The Dreaded Student Evaluation of Teaching

Every academic in Australia has to face student evaluation of teaching (SET), typically on an annual or more frequent basis. Students are asked to fill out questionnaires on each lecturer assessing the value and clarity of their lectures.  So far so good. It is important, I hear you say, for lecturers to receive feedback on their performance, and I agree. No-one would take exception to that. But that is not the only way the results are used.  The answers to these questionnaires are distilled into a score, usually between 0 and 5 ,of the instructor’s performance that becomes part of their overall annual assessment. In turn, this SET assessment is taken into account for promotion and can  also be used in the ranking of the institution. Good (in terms of SET scores) teachers are rewarded, albeit minimally, and teaching awards are now almost de rigeur on CVs of applicants for tenured positions in top institutions in Australia.

These are universities we are talking about:  the great pursuers of truth and integrity. You imagine that the methodology has been studied, tested, and validated before being used in this career making/breaking way; that it would be subject to the kind of academic scrutiny and rigour we all claim to uphold as part of our research praxis.  Certainly there are many publications, some dating back to the 1950s in journals in Educational Psychology and Educational Research that discuss the relationship between SET scores and effective teaching.  The majority of those from the earlier era (say, pre-2000) claim that  students learn more effectively from more highly rated lecturers: the higher the SET score the better the lecturer.  But,  more recently, a number of publications have begun to question the connection between SET score and effectiveness as a teacher.

One of the generally agreed best techniques in studying how SET scores compare with real teaching effectiveness is to use courses taught in multiple sessions using different instructors. The performance of students across these sessions is compared to the SET scores of the different instructors. This is, or ought to be, a fairly straightforward statistical problem of a kind that people in the social sciences face daily in their research.

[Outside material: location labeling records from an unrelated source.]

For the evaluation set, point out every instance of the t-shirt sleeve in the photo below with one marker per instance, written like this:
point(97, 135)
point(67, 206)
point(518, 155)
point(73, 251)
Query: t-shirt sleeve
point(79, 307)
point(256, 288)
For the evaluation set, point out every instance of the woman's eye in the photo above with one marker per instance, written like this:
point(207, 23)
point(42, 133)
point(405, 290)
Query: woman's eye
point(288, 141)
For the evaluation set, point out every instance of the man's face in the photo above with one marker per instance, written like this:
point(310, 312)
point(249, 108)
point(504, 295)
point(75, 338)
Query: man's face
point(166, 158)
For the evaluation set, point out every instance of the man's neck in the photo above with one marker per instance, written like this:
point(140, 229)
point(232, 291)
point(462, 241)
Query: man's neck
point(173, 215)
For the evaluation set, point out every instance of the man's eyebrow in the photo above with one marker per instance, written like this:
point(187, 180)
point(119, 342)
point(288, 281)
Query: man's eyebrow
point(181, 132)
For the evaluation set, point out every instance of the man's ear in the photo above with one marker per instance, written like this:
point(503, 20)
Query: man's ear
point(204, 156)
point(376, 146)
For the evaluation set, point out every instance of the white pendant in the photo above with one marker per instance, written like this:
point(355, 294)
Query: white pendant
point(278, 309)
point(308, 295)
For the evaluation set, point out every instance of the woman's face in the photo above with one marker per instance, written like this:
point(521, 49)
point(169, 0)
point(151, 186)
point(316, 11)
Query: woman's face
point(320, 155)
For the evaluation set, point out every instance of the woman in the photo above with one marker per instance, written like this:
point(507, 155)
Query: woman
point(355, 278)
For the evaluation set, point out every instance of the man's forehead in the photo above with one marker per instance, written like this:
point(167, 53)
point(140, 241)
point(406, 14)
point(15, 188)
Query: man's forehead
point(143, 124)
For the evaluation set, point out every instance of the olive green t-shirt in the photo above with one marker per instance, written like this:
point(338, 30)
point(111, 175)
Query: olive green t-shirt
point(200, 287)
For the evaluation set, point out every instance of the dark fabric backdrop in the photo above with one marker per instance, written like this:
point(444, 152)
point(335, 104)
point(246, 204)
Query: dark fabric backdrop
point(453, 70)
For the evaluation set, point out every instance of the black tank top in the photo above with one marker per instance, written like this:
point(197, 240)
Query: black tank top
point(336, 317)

A famous and highly cited paper by Peter Cohen in 1981 undertook a meta-analysis, bringing together multiple earlier multi-session analyses to arrive at the conclusion that there is a small but significant correlation between SET scores and student performance. Cohen says, in particular,

The results of the meta-analysis provide strong support for the validity of student ratings as a measure of teaching effectiveness” and “ . . . we can safely say that student ratings of instruction are a valid index of instructional effectiveness. Students do a pretty good job of distinguishing among teachers on the basis of how much they have learned.

Many later publications cite the Cohen paper as a basis for using SET scores to assess teaching effectiveness.  Another paper,  by Clayson in 2009,  undertook a meta-analysis again using multi-session studies and came up with a somewhat different result; though again suggesting a correlation between future student performance and SET scores. A third paper of interest is one by McCallum in 1984 arriving at similar conclusions.   While I single out these, let me emphasize, there are quite a lot of  such papers.

One of the issues with studies of this kind is that students who are more interested in a course will rate the  instructor more highly than one who are less interested.  If assignment of students into sessions for, say, an ancillary subject is based on their major area of study,  biases will be inevitable.  Instructors who teach tougher courses will be penalized, though this should be less of a problem with with multi-session studies.  Often entertainment value is mistaken by students for quality teaching. I recall a high school teacher who was highly regarded by my friends and myself because he was very funny. It was only after becoming a math lecturer myself many years later that I realized he was a fairly ineffective teacher.

In the 2000s several publications have disputing the connection between future student performance and SET scores.  Now a recent hard-hitting paper by three researchers, Bob Uttl, Carmela White, and Daniela Wong Gonzalez,  in the Department of Psychology at Mount Royal University in Canada has provided a detailed critique of the earlier studies, including those of Cohen, McCallum, and Clayson, and pointed to several serious methodological flaws.  They list, in particular,  failure of these meta-studies to enunciate sample sizes in the primary studies making it impossible to repeat the original work, and failure to take account of variable sample sizes. The  paper by McCallum does provide numbers allowing the Mount Royal researchers to demonstrate that listed sample sizes and correlations in that paper were  actually incorrect. According to the Mount Royal group, all of the meta-analysis studies, they looked at

failed to seriously consider that the small-to-moderate correlations between SET and learning may be an artifact of small samples of most studies and small sample bias.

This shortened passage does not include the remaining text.